How do you differentiate the likelihood function for the uniform distribution in finding the M.L.E.?

Question

There is a classic problem:

Suppose that $X_1,\ldots,X_n$ form an i.i.d. sample from a uniform distribution on the interval $(0,\theta)$, where $\theta>0$ is unknown.

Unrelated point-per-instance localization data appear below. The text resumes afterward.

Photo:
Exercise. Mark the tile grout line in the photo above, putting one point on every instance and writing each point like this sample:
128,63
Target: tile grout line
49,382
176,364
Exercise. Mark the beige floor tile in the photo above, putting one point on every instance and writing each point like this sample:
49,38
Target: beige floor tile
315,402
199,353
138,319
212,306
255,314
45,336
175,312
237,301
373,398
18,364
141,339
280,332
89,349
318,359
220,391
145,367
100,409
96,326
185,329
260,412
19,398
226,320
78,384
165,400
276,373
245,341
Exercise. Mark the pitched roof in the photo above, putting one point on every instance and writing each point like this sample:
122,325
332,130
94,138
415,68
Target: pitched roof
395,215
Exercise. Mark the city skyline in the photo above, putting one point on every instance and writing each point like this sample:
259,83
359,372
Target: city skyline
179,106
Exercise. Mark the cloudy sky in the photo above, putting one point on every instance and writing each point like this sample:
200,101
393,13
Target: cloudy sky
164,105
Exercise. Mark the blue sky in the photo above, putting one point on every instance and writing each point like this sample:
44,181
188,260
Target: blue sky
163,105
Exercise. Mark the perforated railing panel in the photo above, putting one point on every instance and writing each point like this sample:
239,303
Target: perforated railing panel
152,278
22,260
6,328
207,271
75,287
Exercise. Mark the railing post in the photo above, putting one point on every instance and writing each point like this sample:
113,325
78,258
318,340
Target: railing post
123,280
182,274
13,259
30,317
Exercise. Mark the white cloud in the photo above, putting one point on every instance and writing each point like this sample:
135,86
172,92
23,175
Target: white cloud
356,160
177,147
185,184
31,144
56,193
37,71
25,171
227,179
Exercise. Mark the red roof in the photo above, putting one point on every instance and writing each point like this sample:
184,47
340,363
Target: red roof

I would like to find the MLE of $\theta$.

The pdf of each observation will have the form: $$ f(x\mid\theta) = \begin{cases} 1/\theta\quad&\text{for }\, 0\leq x\leq \theta\\ 0 &\text{otherwise}. \end{cases} $$ The likelihood function therefore has the form: $$ L(\theta) = \begin{cases} 1/\theta^n \quad&\text{for }\; 0\leq x_i \leq \theta\;\; \text{for all }i,\\ 0 &\text{otherwise}. \end{cases} $$ The general solution is usually that the MLE of theta must be a value of $\theta$ for which $\theta \geq x_i$ and which maximizes $1/\theta^n$ among all such values.

The reasoning is that since $1/\theta^n$ is a decreasing function of $\theta$, the estimate will be the smallest possible value of $\theta$ such that $\theta\geq x_i$.

Therefore, the mle of $\theta$, $\hat{\theta}$, is $\max(X_1,\ldots,X_n)$.

Here, I do not understand why we cannot just differentiate the likelihood function with respect to theta and then set it equal to $0$?

Thanks!

Answer 1

The likelihood function can be written as $$ L(\theta)=\frac{1}{\theta^n}\mathbf{1}_{\theta\geq c}, $$ where $c=\max\{x_1,\ldots,x_n\}$. Therefore, $\theta\mapsto L(\theta)$ is not differentiable on the whole of $(0,\infty)$ and hence we cannot solve $L'(\theta)=0$ to look for maxima and minima. (Maxima and minima of a function $f$ have to be found among values of $x$ with either $f'(x)=0$ or $f'(x)$ being undefined)

Note however, that $L$ is differentiable on $(0,\infty)\setminus\{c\}$ and that $L(\theta)=0$ for $\theta\in (0,c)$ and by looking at $L'(\theta)$ on $(c,\infty)$ we see that $L$ is decreasing on $(c,\infty)$. Since $$ L(c)=\frac{1}{c^n}>\frac{1}{\theta^n}=L(\theta),\quad \text{for all }\;\theta>c $$ we see that $L(c)$ is the global maximum.

Answer 2

In addition to Stefan Hansen's great answer (+1), intuitively just think of the following:

1. As you say $L(\theta)$ is a decreasing function so to maximize it $\theta$, $\theta$ has to be such that it is as low as possible

2. Secondly, given your restriction on the observations (the random variables $x_i$'s), can it be smaller than $max(X_i)$? The answer is no

1 and 2 imply that even though you might obtain a value of $\theta$ by differentiating so as to obtain a larger likelihood, respecting the second restriction implies that this value is not reasonable.